Zu meiner Verteidigung muss ich aber anbringen, dass sich aus einigen meiner Büro-Leidensgenossenschaften wichtige Freundschaften entwickelt haben. Und was braucht ein zartes Pflänzchen namens Freundschaft damit es gut gedeiht? Zuwendung und Aufmerksamkeit. Quod erat demonstrandum, ihr Mäuse. Abschiede machen mich sprachlos. Ich kann mir vorher die Worte zurecht gelegt haben, feinsäuberlich und eloquent aneinander gereiht. Mein Hirn ist leer, sobald ich mich verabschieden muss.

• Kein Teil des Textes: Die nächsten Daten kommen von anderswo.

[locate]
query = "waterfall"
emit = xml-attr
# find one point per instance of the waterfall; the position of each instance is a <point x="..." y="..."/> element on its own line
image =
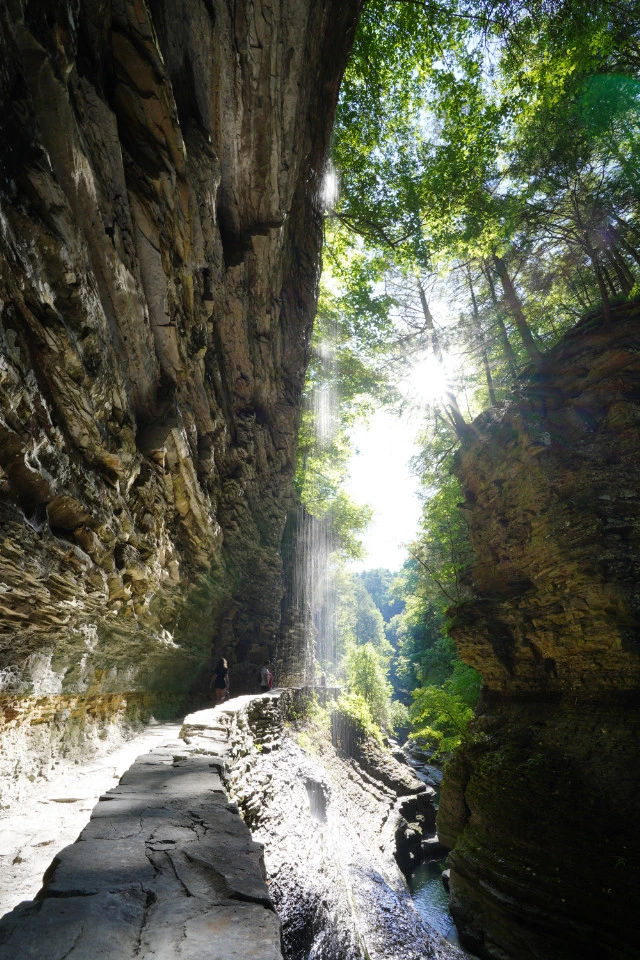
<point x="310" y="621"/>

Als müsste mein Hirn ganz schnell mein heulendes Herz umarmen und hat daher leider keine Zeit diese schön vorbereiteten Sätze wiederzugeben. Für den nächsten Abschied habe ich mir schon vorgenommen, einen Brief zu schreiben und zu übergeben. Anstelle meiner Sprachlosigkeit. Dann können Hirn und Herz kuscheln und ich werde trotzdem alle Worte los. Könnte ich jetzt schon heulen.

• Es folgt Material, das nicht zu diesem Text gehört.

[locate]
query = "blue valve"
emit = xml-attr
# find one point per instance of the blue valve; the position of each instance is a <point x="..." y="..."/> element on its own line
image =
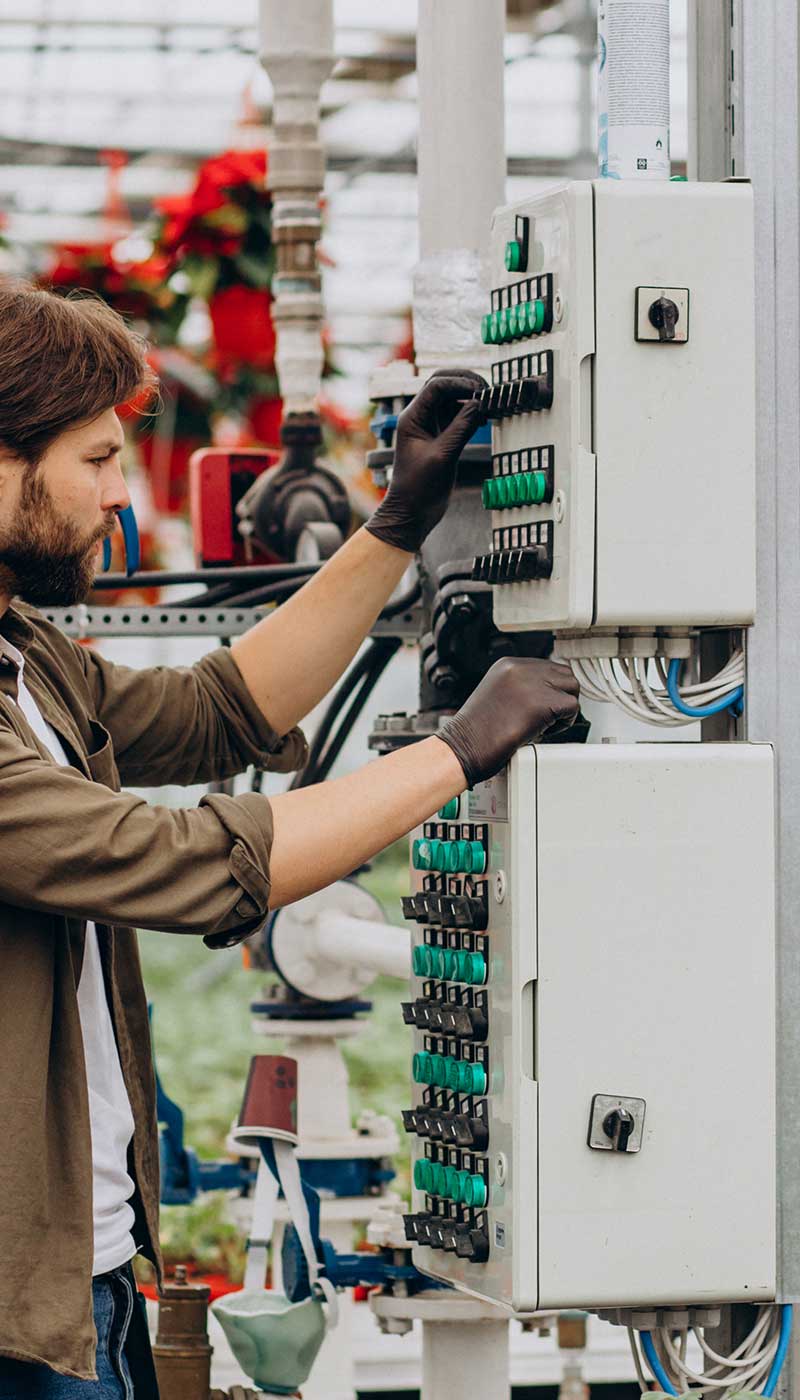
<point x="132" y="543"/>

Was aber schon viel besser geworden ist, ist das Aufheben von irgendwelchen Kinkerlitzchen und Klimbim in meiner Wohnung. Es geht zwar nicht minimalistisch zu in meinem Haushalt, aber es gab Zeiten, da habe ich wirklich vieles aufgehoben. Nicht so wirklich messimäßig, aber schon dies, das und jenes, gestopft in stets mittelgroße WG-Zimmer. Ich erinnere mich an einen Umzug, bei dem mir meine liebe Freundin A. beim Ausmisten half. Zu einer Zeit als noch niemand wusste, wer Marie Kondo ist, hielt sie einen Pappbecher hoch und sagte: “Luise, Erinnerungen behält man im Herzen.” und warf ihn weg. Auch die Geschichte, dass ich diesen Pappbecher als Umverpackung für einen Gutschein überreicht bekommen habe, interessierte sie recht wenig. Wie herzlos. Ich mag es einfach nicht gewohntes und liebgewonnenes nicht mehr um mich zu haben. Erinnerungen hat man im Herzen, my ass. Ich will keine Erinnerungen, ich will das Hier und Jetzt. Und zwar in schön und immerwährend. Aber ich weiß auch, dass das Leben so nicht funktioniert. Dass man sich von Dingen und Menschen verabschieden muss. Aus unterschiedlichen Gründen. Weil der Winter vorbei ist, weil man sich in einer lose-lose Situation befindet. Weil man mit Pappbechern nicht umzieht. Um aber die tatsächliche Ursache für den Tintenkiller statt dem Edding in meiner Hand herauszufinden, müsste ich mal tief und ehrlich in mich reinhören, aber kritische Selbstreflektion ist eine typisch winterliche Aktivität und ich trage grad ein leichtes Sommerkleid.